Gifts are often one of the most tax efficient ways to pass on assets during lifetime, either to family members or friends. If you are considering different options for inheritance tax planning, lifetime gifting is an obvious way to reduce the taxable value of your estate. This article explains how gifts are taxed (or not).
Lifetime gifts
It is possible to gift any amount of cash to another individual, and provided you survive the date when the gift was made by 7 years, it will not attract inheritance tax in your estate. This is known as a potentially exempt transfer and is usually regarded as one of the easiest and cheapest ways to reduce the value of your estate. If you do not survive the full 7 years, taper relief can mean any inheritance tax liability arising is reduced, however any such liability arises on the donee.
Where lifetime gifts are made of assets that attract capital gains tax, great care must however be taken. This is because HMRC substitute the market value of the asset for actual consideration and capital gains tax is payable by the donor on the gain arising based on this figure.
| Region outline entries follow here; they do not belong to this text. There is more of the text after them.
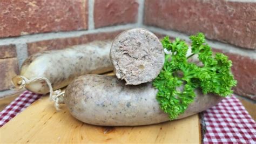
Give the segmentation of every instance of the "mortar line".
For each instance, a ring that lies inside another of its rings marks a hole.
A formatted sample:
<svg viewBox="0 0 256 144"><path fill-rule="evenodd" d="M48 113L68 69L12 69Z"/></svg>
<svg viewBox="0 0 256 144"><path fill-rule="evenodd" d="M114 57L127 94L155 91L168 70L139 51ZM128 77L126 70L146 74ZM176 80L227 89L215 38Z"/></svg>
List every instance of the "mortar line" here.
<svg viewBox="0 0 256 144"><path fill-rule="evenodd" d="M95 29L94 24L94 0L88 1L88 30L93 30Z"/></svg>
<svg viewBox="0 0 256 144"><path fill-rule="evenodd" d="M172 30L164 30L161 28L153 26L143 25L143 28L149 29L152 32L157 32L160 34L169 35L173 37L179 37L186 41L190 41L189 36L179 32ZM222 50L224 52L231 53L239 54L250 57L252 59L256 59L256 50L248 50L244 48L239 48L234 45L225 44L215 40L207 39L207 42L211 47L216 49Z"/></svg>
<svg viewBox="0 0 256 144"><path fill-rule="evenodd" d="M226 0L231 2L239 2L239 3L255 3L256 0Z"/></svg>
<svg viewBox="0 0 256 144"><path fill-rule="evenodd" d="M143 23L144 0L137 0L137 2L139 4L139 8L138 8L137 24L138 26L141 27Z"/></svg>

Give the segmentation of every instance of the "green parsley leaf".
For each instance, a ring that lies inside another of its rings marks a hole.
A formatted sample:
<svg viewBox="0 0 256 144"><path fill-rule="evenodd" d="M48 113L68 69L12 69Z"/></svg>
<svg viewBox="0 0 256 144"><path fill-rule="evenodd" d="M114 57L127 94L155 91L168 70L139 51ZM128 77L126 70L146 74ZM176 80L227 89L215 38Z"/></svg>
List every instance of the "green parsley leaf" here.
<svg viewBox="0 0 256 144"><path fill-rule="evenodd" d="M233 93L231 88L237 84L231 72L232 61L227 56L217 53L213 57L202 33L191 36L190 39L192 54L187 57L188 46L184 41L176 38L171 42L169 37L161 41L171 54L165 54L164 67L153 85L158 90L156 98L161 109L171 120L183 113L193 102L196 88L200 88L204 94L226 97ZM198 54L203 66L188 62L194 54Z"/></svg>

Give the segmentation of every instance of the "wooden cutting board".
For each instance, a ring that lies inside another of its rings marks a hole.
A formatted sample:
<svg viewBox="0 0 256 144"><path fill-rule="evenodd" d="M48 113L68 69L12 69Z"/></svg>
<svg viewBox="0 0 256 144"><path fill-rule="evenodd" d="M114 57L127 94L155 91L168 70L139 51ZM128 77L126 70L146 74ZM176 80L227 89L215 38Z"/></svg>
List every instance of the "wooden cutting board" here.
<svg viewBox="0 0 256 144"><path fill-rule="evenodd" d="M0 128L6 143L196 143L200 142L198 115L149 126L103 127L82 122L65 105L57 112L44 96Z"/></svg>

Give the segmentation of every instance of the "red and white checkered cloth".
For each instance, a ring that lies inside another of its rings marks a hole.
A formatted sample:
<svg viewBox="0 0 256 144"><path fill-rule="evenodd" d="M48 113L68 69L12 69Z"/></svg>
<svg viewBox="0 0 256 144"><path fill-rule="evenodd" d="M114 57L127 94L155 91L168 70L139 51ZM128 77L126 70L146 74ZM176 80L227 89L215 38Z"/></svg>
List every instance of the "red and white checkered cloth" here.
<svg viewBox="0 0 256 144"><path fill-rule="evenodd" d="M25 91L0 112L0 127L42 97Z"/></svg>
<svg viewBox="0 0 256 144"><path fill-rule="evenodd" d="M204 113L204 143L256 143L256 124L234 96Z"/></svg>
<svg viewBox="0 0 256 144"><path fill-rule="evenodd" d="M0 127L41 97L25 91L0 113ZM256 143L256 124L234 96L205 111L204 119L205 143Z"/></svg>

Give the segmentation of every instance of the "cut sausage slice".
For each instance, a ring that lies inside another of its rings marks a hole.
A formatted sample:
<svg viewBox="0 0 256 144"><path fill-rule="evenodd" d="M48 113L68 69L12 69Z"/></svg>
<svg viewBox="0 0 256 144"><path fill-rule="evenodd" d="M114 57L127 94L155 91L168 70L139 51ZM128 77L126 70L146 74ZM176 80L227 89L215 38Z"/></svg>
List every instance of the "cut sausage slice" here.
<svg viewBox="0 0 256 144"><path fill-rule="evenodd" d="M124 31L113 41L110 59L117 77L127 85L151 81L164 63L164 48L158 38L147 30Z"/></svg>

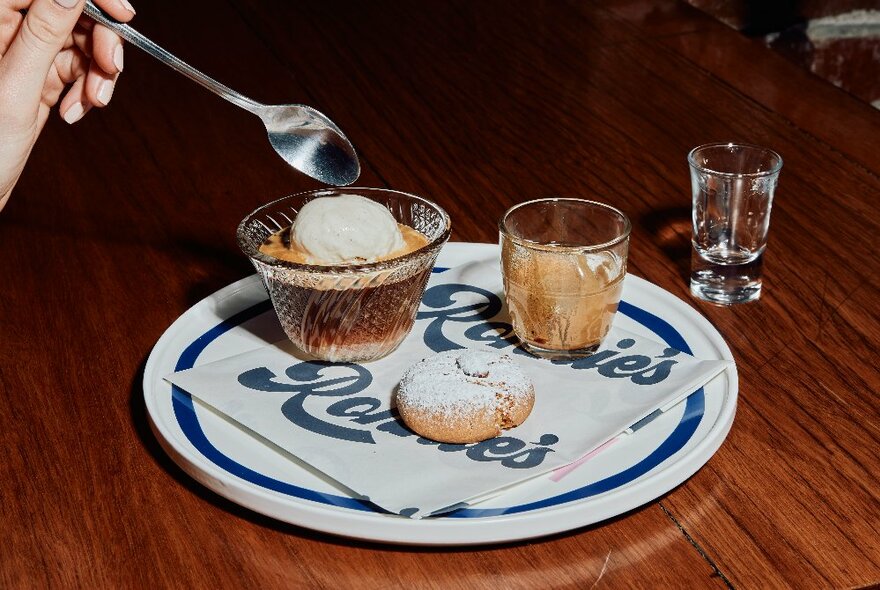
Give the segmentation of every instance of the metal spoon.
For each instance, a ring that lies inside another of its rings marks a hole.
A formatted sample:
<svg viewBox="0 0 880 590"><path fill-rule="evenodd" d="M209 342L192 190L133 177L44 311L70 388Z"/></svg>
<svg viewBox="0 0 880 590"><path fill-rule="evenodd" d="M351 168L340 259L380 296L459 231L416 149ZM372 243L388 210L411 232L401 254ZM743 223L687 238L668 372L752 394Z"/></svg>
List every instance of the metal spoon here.
<svg viewBox="0 0 880 590"><path fill-rule="evenodd" d="M315 109L301 104L260 104L206 76L128 25L114 20L91 0L87 0L83 12L190 80L258 116L266 126L269 143L279 156L300 172L334 185L351 184L360 176L360 163L351 142L333 121Z"/></svg>

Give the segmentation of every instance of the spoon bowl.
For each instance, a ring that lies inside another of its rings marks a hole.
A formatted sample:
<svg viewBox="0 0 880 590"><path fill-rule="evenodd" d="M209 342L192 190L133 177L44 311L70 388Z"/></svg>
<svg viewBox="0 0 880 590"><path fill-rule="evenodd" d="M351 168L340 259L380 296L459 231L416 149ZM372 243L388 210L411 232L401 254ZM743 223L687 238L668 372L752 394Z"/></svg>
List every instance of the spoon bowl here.
<svg viewBox="0 0 880 590"><path fill-rule="evenodd" d="M265 105L252 112L263 120L278 155L303 174L339 186L360 176L354 147L319 111L291 104Z"/></svg>

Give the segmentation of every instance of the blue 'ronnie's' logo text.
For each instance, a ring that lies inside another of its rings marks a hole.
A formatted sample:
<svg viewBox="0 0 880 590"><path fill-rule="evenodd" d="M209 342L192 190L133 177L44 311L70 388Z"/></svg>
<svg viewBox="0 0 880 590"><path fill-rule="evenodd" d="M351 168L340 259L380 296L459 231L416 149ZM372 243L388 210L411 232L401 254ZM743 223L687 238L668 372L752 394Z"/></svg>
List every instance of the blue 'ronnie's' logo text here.
<svg viewBox="0 0 880 590"><path fill-rule="evenodd" d="M476 295L476 301L474 300ZM459 303L457 299L466 302ZM519 346L508 322L495 319L502 309L501 298L495 293L474 287L450 283L436 285L425 292L423 308L416 319L430 320L425 328L425 344L436 352L465 348L450 340L444 333L447 324L472 324L464 331L464 337L471 342L496 349L515 347L511 352L529 356ZM680 354L674 348L666 348L653 357L643 354L626 354L636 341L623 338L616 346L607 346L592 356L576 360L553 361L555 364L570 365L573 369L595 370L610 379L629 379L636 385L654 385L669 377L672 367L678 364L673 357Z"/></svg>
<svg viewBox="0 0 880 590"><path fill-rule="evenodd" d="M339 377L325 375L325 371L331 368L334 373L344 371L347 374ZM238 382L256 391L291 393L291 397L281 406L282 414L293 424L315 434L366 444L376 444L371 430L399 437L416 436L403 425L395 410L382 410L382 402L374 397L354 395L364 391L373 381L372 374L360 365L302 362L288 367L285 376L287 381L281 381L268 368L257 367L241 373ZM342 426L310 413L306 409L309 398L327 398L327 401L331 401L330 398L340 398L326 405L326 415L367 428ZM558 441L559 437L554 434L544 434L533 443L511 436L500 436L469 445L417 439L419 444L434 445L438 451L444 453L461 452L472 461L496 461L511 469L529 469L540 465L546 454L553 452L550 446Z"/></svg>
<svg viewBox="0 0 880 590"><path fill-rule="evenodd" d="M528 356L513 334L511 325L498 321L501 299L491 291L463 284L431 287L422 300L417 320L428 320L425 344L435 352L465 348L451 340L444 328L463 325L464 338L495 349L512 348L513 354ZM629 379L637 385L653 385L669 377L678 363L679 351L666 348L647 356L627 354L635 340L623 338L596 354L573 361L554 361L578 370L595 370L610 379ZM365 367L352 363L324 361L300 362L289 366L283 376L267 367L241 373L238 382L254 391L291 394L281 406L285 418L296 426L322 436L354 443L376 444L374 432L398 437L417 436L406 428L396 409L383 409L382 402L363 395L373 382ZM360 394L360 395L358 395ZM307 404L308 402L308 404ZM320 411L315 408L320 407ZM540 465L551 446L559 442L555 434L543 434L526 442L512 436L499 436L483 442L459 445L417 438L421 445L433 445L439 452L462 453L472 461L492 461L511 469L529 469Z"/></svg>

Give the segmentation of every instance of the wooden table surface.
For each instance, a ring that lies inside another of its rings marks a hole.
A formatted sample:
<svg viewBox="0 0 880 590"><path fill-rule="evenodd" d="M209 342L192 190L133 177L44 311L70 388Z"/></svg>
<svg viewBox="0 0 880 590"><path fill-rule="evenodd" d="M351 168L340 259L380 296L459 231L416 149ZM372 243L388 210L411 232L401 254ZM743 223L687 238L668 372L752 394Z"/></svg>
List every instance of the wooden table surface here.
<svg viewBox="0 0 880 590"><path fill-rule="evenodd" d="M110 108L53 118L0 214L0 587L851 588L880 582L880 112L662 0L154 0L134 26L230 86L330 116L362 186L415 192L453 240L510 205L598 196L629 270L720 331L739 405L692 478L610 521L426 549L224 500L151 433L144 363L252 272L258 205L317 188L251 115L131 48ZM687 289L686 154L782 154L757 303Z"/></svg>

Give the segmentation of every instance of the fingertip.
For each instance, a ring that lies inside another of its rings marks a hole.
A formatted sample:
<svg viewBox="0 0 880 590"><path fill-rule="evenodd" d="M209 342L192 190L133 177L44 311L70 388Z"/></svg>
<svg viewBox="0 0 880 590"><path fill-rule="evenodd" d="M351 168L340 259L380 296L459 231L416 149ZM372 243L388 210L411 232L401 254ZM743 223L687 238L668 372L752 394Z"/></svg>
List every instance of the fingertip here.
<svg viewBox="0 0 880 590"><path fill-rule="evenodd" d="M95 98L98 101L99 106L107 106L110 104L110 99L113 98L113 89L116 85L113 83L113 80L101 80L101 83L98 84L98 90L95 92Z"/></svg>
<svg viewBox="0 0 880 590"><path fill-rule="evenodd" d="M95 4L120 22L128 22L135 15L134 6L128 0L95 0Z"/></svg>
<svg viewBox="0 0 880 590"><path fill-rule="evenodd" d="M86 108L81 102L75 102L64 113L62 113L61 118L64 119L64 122L68 125L73 125L77 121L83 118L83 115L86 114Z"/></svg>

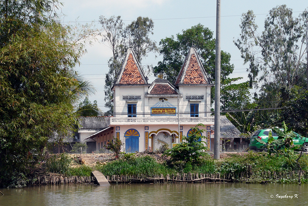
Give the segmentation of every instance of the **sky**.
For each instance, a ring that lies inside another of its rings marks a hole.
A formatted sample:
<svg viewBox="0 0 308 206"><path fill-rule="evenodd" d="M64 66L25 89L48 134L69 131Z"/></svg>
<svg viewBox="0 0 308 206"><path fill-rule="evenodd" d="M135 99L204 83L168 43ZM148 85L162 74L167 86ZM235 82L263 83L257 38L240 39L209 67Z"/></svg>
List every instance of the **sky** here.
<svg viewBox="0 0 308 206"><path fill-rule="evenodd" d="M183 30L191 28L200 23L208 27L216 36L217 1L182 0L60 0L63 4L61 10L65 16L62 17L63 23L78 22L80 23L91 23L93 21L95 27L101 29L99 17L108 18L112 15L121 16L123 23L127 25L140 16L147 17L154 23L154 34L150 36L157 45L160 40L171 35L182 33ZM260 32L264 27L264 21L269 11L278 5L286 4L292 9L293 16L298 17L301 12L308 7L308 2L298 0L222 0L221 2L221 49L231 55L231 63L234 64L233 73L229 76L233 78L243 77L242 81L247 81L247 66L240 53L234 44L241 32L239 27L241 15L252 10L256 15L256 22ZM306 3L305 3L306 2ZM92 102L97 101L98 105L103 111L107 110L104 105L104 86L105 74L109 70L108 60L112 52L106 43L97 37L97 41L91 46L86 46L87 53L80 60L81 64L75 68L86 79L92 83L96 92L89 97ZM157 56L156 58L155 56ZM153 66L162 59L158 53L149 54L143 58L142 65L152 65ZM151 83L156 77L152 74L148 81ZM173 83L173 82L171 82Z"/></svg>

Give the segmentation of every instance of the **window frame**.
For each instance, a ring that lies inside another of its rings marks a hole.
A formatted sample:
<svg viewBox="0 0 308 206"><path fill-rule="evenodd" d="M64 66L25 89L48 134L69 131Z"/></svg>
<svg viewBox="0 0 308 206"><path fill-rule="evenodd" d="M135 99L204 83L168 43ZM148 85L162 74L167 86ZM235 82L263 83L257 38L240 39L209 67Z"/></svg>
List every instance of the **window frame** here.
<svg viewBox="0 0 308 206"><path fill-rule="evenodd" d="M134 108L135 109L135 111L134 111ZM136 112L136 104L127 104L127 116L128 117L137 117Z"/></svg>
<svg viewBox="0 0 308 206"><path fill-rule="evenodd" d="M196 108L197 108L197 111ZM199 104L190 104L190 117L199 117ZM193 109L192 111L192 109Z"/></svg>

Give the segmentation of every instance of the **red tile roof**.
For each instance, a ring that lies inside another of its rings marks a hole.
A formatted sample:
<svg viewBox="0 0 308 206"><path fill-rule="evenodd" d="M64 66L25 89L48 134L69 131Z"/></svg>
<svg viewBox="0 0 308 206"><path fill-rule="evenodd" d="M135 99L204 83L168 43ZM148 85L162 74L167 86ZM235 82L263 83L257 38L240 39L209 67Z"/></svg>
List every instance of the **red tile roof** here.
<svg viewBox="0 0 308 206"><path fill-rule="evenodd" d="M200 67L197 61L197 59L193 54L190 58L190 61L186 71L184 78L183 84L207 84Z"/></svg>
<svg viewBox="0 0 308 206"><path fill-rule="evenodd" d="M173 95L177 94L177 92L168 84L156 84L149 93L153 95Z"/></svg>
<svg viewBox="0 0 308 206"><path fill-rule="evenodd" d="M130 53L119 84L139 84L146 83L138 69L132 55L131 53Z"/></svg>
<svg viewBox="0 0 308 206"><path fill-rule="evenodd" d="M179 84L208 84L210 83L196 49L189 50L175 82Z"/></svg>

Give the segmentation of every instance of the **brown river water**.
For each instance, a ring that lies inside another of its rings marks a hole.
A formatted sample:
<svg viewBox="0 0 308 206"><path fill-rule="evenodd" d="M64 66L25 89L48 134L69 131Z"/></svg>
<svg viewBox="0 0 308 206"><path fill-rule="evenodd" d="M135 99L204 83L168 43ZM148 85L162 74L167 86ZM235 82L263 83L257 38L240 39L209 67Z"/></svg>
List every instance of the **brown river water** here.
<svg viewBox="0 0 308 206"><path fill-rule="evenodd" d="M301 205L308 184L210 183L0 188L0 205Z"/></svg>

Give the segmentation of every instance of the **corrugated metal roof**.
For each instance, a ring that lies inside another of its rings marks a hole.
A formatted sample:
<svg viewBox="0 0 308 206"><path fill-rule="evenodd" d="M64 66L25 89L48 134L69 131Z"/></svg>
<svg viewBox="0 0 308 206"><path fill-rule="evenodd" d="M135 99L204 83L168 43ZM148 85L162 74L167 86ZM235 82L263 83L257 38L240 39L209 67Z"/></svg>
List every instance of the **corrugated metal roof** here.
<svg viewBox="0 0 308 206"><path fill-rule="evenodd" d="M211 129L214 130L214 126L211 126ZM214 131L215 132L215 131ZM241 132L231 123L225 116L220 116L220 138L239 138ZM211 138L214 138L214 134L211 135Z"/></svg>
<svg viewBox="0 0 308 206"><path fill-rule="evenodd" d="M79 119L79 129L99 129L107 128L109 117L81 117Z"/></svg>

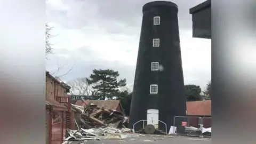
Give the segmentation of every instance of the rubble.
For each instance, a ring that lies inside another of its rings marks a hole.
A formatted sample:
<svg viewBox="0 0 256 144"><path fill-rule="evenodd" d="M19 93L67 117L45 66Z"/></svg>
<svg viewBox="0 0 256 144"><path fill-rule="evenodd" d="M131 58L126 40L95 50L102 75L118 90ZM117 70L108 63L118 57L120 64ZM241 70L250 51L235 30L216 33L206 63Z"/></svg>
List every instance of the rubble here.
<svg viewBox="0 0 256 144"><path fill-rule="evenodd" d="M127 121L124 115L119 111L107 109L91 103L83 107L72 105L73 108L80 111L79 122L75 119L78 130L67 129L69 135L65 142L87 140L123 139L127 138L138 138L133 130L125 128L123 123Z"/></svg>
<svg viewBox="0 0 256 144"><path fill-rule="evenodd" d="M122 113L105 109L93 103L84 108L74 105L72 106L81 112L80 123L81 127L84 129L107 126L122 128L123 123L126 121Z"/></svg>
<svg viewBox="0 0 256 144"><path fill-rule="evenodd" d="M69 140L123 139L127 138L138 138L139 135L130 129L116 129L107 127L100 129L84 129L79 130L67 130L69 134Z"/></svg>

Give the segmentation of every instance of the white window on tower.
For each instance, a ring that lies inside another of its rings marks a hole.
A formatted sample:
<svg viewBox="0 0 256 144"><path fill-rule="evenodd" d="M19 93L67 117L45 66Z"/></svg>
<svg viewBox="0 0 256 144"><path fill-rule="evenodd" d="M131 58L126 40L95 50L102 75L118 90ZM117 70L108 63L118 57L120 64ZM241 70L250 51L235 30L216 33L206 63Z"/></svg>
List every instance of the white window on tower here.
<svg viewBox="0 0 256 144"><path fill-rule="evenodd" d="M157 94L158 87L157 84L150 85L150 94Z"/></svg>
<svg viewBox="0 0 256 144"><path fill-rule="evenodd" d="M153 39L153 47L159 47L160 45L160 39Z"/></svg>
<svg viewBox="0 0 256 144"><path fill-rule="evenodd" d="M160 17L154 17L154 25L160 25Z"/></svg>
<svg viewBox="0 0 256 144"><path fill-rule="evenodd" d="M159 62L152 62L151 63L151 70L156 71L159 69Z"/></svg>

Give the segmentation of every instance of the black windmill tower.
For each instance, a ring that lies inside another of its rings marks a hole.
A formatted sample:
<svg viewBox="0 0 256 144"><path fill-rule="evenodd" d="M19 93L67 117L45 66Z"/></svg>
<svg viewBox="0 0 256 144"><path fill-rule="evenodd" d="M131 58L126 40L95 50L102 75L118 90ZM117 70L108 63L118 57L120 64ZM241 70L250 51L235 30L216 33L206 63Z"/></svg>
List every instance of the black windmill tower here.
<svg viewBox="0 0 256 144"><path fill-rule="evenodd" d="M174 116L185 116L186 100L178 20L178 6L166 1L144 5L129 126L147 119L148 109L159 111L158 119L173 125ZM142 129L143 123L135 125ZM165 131L159 123L159 129Z"/></svg>

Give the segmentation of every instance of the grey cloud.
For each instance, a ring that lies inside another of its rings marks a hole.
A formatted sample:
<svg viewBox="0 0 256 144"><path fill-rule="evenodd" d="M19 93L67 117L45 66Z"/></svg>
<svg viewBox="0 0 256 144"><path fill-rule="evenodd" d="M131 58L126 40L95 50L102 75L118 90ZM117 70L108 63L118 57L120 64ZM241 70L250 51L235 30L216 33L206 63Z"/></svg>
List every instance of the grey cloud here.
<svg viewBox="0 0 256 144"><path fill-rule="evenodd" d="M81 28L88 25L99 26L109 33L140 33L142 7L149 0L102 1L62 0L70 10L68 13L58 13L48 6L49 20L60 23L66 28ZM189 9L204 0L172 1L179 6L181 29L191 28L191 16ZM68 14L69 13L69 14ZM118 27L116 22L123 28ZM115 28L116 28L115 29ZM136 31L136 32L135 32Z"/></svg>

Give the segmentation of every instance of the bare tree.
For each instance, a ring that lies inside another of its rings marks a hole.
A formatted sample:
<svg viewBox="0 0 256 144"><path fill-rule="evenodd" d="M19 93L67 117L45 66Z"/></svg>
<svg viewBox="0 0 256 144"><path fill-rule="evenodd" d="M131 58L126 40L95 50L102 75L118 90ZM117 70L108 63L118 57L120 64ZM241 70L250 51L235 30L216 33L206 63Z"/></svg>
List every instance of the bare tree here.
<svg viewBox="0 0 256 144"><path fill-rule="evenodd" d="M70 93L72 95L90 95L93 91L92 87L86 81L86 77L78 78L68 83L71 86Z"/></svg>
<svg viewBox="0 0 256 144"><path fill-rule="evenodd" d="M59 65L59 63L57 61L58 68L55 70L52 70L50 72L51 75L52 75L57 79L60 79L60 77L69 74L75 67L75 64L74 64L66 72L64 73L60 73L61 70L63 69L67 66L67 62L66 62L63 65Z"/></svg>
<svg viewBox="0 0 256 144"><path fill-rule="evenodd" d="M45 24L45 52L46 59L47 55L52 54L53 52L52 44L49 41L49 39L53 36L51 34L51 31L53 28L53 27L50 26L47 23Z"/></svg>

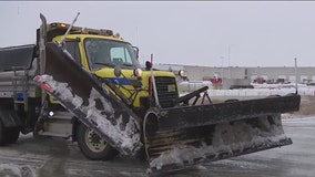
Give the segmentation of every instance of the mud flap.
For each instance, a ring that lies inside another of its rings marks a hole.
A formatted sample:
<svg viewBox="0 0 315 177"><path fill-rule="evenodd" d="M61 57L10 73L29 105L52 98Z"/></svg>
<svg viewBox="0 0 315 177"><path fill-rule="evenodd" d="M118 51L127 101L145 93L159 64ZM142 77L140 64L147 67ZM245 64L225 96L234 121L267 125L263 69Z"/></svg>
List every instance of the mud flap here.
<svg viewBox="0 0 315 177"><path fill-rule="evenodd" d="M47 43L44 75L34 81L124 155L142 146L139 117L55 43Z"/></svg>
<svg viewBox="0 0 315 177"><path fill-rule="evenodd" d="M281 113L298 111L291 94L189 107L153 108L144 124L151 173L172 171L292 144Z"/></svg>

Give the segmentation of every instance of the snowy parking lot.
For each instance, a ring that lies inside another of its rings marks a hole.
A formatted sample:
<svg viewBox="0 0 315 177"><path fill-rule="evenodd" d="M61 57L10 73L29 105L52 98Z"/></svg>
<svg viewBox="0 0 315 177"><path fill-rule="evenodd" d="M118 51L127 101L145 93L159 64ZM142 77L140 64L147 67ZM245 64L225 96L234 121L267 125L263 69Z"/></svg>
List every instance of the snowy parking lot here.
<svg viewBox="0 0 315 177"><path fill-rule="evenodd" d="M283 115L284 131L293 145L206 163L163 176L311 177L315 174L314 96L303 96L301 111ZM16 144L0 147L0 177L129 177L148 176L140 157L119 156L111 162L87 159L71 139L35 139L21 135Z"/></svg>
<svg viewBox="0 0 315 177"><path fill-rule="evenodd" d="M315 174L315 117L284 118L293 145L231 159L199 165L169 176L312 177ZM22 136L17 144L0 147L0 176L14 177L129 177L148 176L141 158L112 162L85 159L75 144L62 138ZM165 176L165 175L164 175Z"/></svg>

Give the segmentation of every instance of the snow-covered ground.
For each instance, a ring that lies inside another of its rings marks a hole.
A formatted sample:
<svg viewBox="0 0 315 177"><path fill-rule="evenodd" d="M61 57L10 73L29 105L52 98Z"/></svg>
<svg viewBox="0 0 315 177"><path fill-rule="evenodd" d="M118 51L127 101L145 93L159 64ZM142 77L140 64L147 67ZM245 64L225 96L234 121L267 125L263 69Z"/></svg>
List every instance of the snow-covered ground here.
<svg viewBox="0 0 315 177"><path fill-rule="evenodd" d="M200 84L195 86L195 90L205 86ZM268 95L285 95L288 93L295 93L295 85L293 84L253 84L254 88L241 88L241 90L213 90L207 91L210 96L268 96ZM315 86L307 86L304 84L297 85L297 93L299 95L315 96ZM185 92L187 93L187 92ZM184 92L182 95L185 94Z"/></svg>

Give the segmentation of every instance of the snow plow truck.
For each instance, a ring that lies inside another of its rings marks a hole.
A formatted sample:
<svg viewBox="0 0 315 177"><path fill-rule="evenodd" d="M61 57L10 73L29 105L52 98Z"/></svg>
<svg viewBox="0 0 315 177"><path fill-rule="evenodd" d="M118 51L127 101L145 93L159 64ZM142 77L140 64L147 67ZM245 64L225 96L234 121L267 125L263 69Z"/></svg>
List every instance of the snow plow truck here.
<svg viewBox="0 0 315 177"><path fill-rule="evenodd" d="M89 159L145 152L149 171L164 173L292 144L281 114L298 111L297 93L180 96L174 73L152 60L141 69L139 49L112 30L40 18L35 44L0 49L1 145L20 133L72 138Z"/></svg>

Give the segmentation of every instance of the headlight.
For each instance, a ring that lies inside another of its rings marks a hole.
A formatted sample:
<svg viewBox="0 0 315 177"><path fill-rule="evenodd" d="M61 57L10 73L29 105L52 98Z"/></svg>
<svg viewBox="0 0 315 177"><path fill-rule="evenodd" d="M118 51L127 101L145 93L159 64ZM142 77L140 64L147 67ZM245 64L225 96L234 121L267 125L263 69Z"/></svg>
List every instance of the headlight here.
<svg viewBox="0 0 315 177"><path fill-rule="evenodd" d="M180 71L179 71L179 75L180 75L181 77L185 76L184 70L180 70Z"/></svg>
<svg viewBox="0 0 315 177"><path fill-rule="evenodd" d="M49 116L49 117L53 116L53 112L51 112L51 111L48 112L48 116Z"/></svg>
<svg viewBox="0 0 315 177"><path fill-rule="evenodd" d="M141 69L134 69L133 70L133 75L141 77L142 76L142 70Z"/></svg>

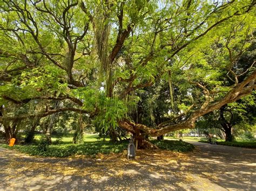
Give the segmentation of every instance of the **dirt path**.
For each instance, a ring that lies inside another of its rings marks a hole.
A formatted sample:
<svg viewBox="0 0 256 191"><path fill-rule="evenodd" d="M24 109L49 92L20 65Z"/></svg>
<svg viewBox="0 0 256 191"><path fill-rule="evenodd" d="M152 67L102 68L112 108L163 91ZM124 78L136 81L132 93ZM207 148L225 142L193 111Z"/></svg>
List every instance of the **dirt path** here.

Therefore whilst cash can be gifted to an individual with no immediate liability arising, this is not the case where assets are concerned.
Gifts out of income
If you have surplus income and giving some away will not mean a drop in your living standards, you can also make tax free gifts provided they are ‘normal expenditure out of income’. Such gifts fall outside the 7-year criteria, meaning that as soon as cash is gifted in this situation, it is deemed to be outside your estate. Gifts must be regular gifts, for example, for monthly or quarterly expenditure such as school fees, insurance premiums, regular holidays, a monthly allowance, and they must be made from income not capital. All gifts must be recorded in detail, and you must be able to demonstrate the existence of surplus income to cover them.
Annual gifting allowances
- You can give away a total of £3,000 in gifts each tax year without them being included in the value of your estate. This can be to one person or split between several people. If you don’t use this exemption in one tax year, you can carry it forward to the next tax year only;
- You can also give as many gifts of up to £250 per person as you want each tax year as long as you have not used another allowance on the same person;
- Birthday or Christmas gifts you give from your regular income are exempt from inheritance tax;
- Wedding gifts can also be made tax free provided the gift is received before the wedding.
The amounts allowable are:
- £5,000 to a child;
- £2,500 to a grandchild or great-grandchild;
- £1,000 to another person.
Gifts to charity
In addition to lifetime gifts, if you make gifts to a charity or political party in your will, they may qualify for a reduced rate of inheritance tax (36% instead of 40%) applying to your remaining estate.
To qualify the charity must be registered in the UK and the amount left to the charity must be at least 10% of your ‘net’ estate.